Little Debbie

The illustrious career of world famous screen legend Trip i-95-Service-Road-North

I had to turn down an audition for a tv commercial last week.

Work got in the way.

Thus ended my dream of stardom.

It started years ago, back before my parents turned their black thumbs to puttering around the garden, when my family lived in a rented, second-floor apartment overlooking the Cross Bronx Expressway.

Ah, the Cross Bronx Expressway, a…

…Excuse me…Ah, the Cross Bronx Expressway, a resected portion of I-95, America’s most beautiful viscus, stretching from Miami to Maine’s border with Canada. If you live on the east coast, and you’re eating an apple right now, chances are pretty good that your apple passed my house back in 1975.

Oh, we had a lovely time. The highway was our lullaby. Before we went to sleep, we’d say goodnight to our parents. “What?” they’d say. And every morning we would take our breakfast on the front porch, en plein air. We’d eat our Little Debbie Swiss Rolls and laugh and let the sounds of hydraulic brakes ease us into the busy day ahead.

I know. Little Debbies for breakfast, the most important meal of the day. It’s unconscionable. But we weren’t allowed to have brownies. Those were special brownies. Mother was very adamant on such matters. Milk Bones were for our dog, Trip; special brownies were for mother. She would eat two or three for breakfast and then she’d stare at the television for the rest of the day. Then Trip would turn on the television. Usually, it was showing Godzilla. I’m pretty sure there was a channel that only showed Godzilla movies. If not for mother’s special brownies, I never would have known about it. This distant, glamorous world of Godzilla. I wanted everything Godzilla had. I wanted a career, a family when I grew up, just like Godzilla. One Halloween our teacher brought in some face paint. “If you’re good,” she said, “I’ll paint your face so you can look like your favorite Halloween character.” She dressed some people as Michael Jackson. Others were Dracula (which was the same as Michael Jackson, except the kids who dressed up as Michael Jackson had glow-in-the-dark vampire teeth.) Then it was my turn. I asked to be Godzilla. But the teacher wasn’t familiar with Godzilla’s oeuvre. I tried to explain. The process flustered poor teacher. She hadn’t a clue about Godzilla. She ran out of patience and smeared a glob of green paint on my face and told me I looked like an idiot. But when I looked in the mirror later at home I could see she wasn’t too far off. I did look like an idiot. God, I miss high school. But the teacher didn’t discourage me. I continued my Godzilla studies. Everything I know about the world I owed to the franchise.

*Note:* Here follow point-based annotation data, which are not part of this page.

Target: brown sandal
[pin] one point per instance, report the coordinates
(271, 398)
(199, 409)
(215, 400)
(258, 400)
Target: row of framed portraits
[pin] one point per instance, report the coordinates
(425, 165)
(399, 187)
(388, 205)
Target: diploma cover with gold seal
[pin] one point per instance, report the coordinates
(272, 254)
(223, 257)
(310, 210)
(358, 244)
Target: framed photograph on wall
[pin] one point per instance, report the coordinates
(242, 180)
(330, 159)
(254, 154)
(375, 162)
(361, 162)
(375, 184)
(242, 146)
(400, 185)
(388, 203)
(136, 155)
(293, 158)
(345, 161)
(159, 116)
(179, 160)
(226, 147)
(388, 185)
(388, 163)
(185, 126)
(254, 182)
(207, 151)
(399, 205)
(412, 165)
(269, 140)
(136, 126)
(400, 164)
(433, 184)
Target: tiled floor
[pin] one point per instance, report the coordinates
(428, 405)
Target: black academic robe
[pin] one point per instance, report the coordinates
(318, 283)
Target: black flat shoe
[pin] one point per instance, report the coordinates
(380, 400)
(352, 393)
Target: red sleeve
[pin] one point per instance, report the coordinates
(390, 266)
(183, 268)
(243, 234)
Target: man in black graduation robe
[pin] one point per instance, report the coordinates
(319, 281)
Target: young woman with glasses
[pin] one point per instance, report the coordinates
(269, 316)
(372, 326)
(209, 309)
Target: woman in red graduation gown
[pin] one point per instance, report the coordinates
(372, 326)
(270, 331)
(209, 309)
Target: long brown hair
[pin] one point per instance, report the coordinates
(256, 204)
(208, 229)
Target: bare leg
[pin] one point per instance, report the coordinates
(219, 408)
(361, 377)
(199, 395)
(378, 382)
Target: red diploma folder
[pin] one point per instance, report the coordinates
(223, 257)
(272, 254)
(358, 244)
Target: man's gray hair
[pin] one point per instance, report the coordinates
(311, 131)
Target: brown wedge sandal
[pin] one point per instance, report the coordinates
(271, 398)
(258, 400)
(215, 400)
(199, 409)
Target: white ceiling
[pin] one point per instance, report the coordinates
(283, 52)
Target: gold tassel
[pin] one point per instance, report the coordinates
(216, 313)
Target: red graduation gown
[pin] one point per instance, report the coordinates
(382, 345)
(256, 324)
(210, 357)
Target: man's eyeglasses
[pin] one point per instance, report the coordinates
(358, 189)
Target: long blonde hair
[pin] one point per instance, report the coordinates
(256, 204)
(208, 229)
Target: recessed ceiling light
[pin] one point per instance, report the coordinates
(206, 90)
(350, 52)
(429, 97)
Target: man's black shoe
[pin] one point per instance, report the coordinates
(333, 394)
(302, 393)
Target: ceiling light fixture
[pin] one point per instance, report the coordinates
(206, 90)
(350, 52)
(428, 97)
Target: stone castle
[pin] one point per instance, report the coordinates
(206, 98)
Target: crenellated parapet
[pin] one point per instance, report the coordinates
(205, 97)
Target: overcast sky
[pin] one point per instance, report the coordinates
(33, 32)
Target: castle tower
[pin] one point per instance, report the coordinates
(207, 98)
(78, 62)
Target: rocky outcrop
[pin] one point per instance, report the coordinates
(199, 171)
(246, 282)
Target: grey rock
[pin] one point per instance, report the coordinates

I was given a solid foundation in science.

But I could only realize my dream of stardom after moving to New Zealand. Only New Zealand could recognize my natural talents. I appeared in an episode of the long-running soap opera, Shortland Street, as “Man completely obscured behind intentionally placed segment of gypsum board.” Then, of course, there was my one-episode stint as “Retail-level Value-added Grain Merchant” in the critically acclaimed series Spartacus: Blood and Sand. And then there was…No, that’s it.

Yeah, so. On second thought, it hasn’t been an illustrious career—or any kind of career. It was more like a colossally ignominious waste of everyone’s time, which happens to be the heading under which you will find my resume on IMDB.

Which brings me back to last week’s tv commercial audition. I had pretty much told my agency when I started my new job that I couldn’t go on any more cattle calls. And for the most part, they haven’t called me, just like when I was going on auditions. Then last week, the agency insisted that I go out for this television commercial.

“It’s worth a lot of money,” the agent said.

“I have a full-time job now.”

“Come on, buddy,” the agent said. By adopting a familiar tone, she was winning my trust. “You’re perfect for this role.”

“So they asked specifically for a paunchy, thin-haired, ineffectual-looking boob with a distorted face?”

“Yes. You’re the first one that came to mind, buddy.”

I didn’t say anything, but I have to admit, I like being called buddy. One of my hind legs began to twitch.

“They really want you,” the agent said. “Because of all the work you’ve done in the industry.”

This is where the agent lost me. I had to wonder if she knew who was on the phone with her. What work “in the industry” had I done, besides irritate Lucy Lawless with my incoherent blathering about how bad the bagels were at the craft services table? And hadn’t this agent read over my CV?

But then, by “industry” maybe she meant the “adult entertainment sector.” Could this agent have known about the work I’d done under the pseudonym I took using the porn-star naming convention (ie, your first name is the name of your first pet, and your last name is the name of the street you lived on when you were five years old.)

“My work in the industry?” I said. “You mean they’ve seen the movies of Trip I-95-Service-Road-North?”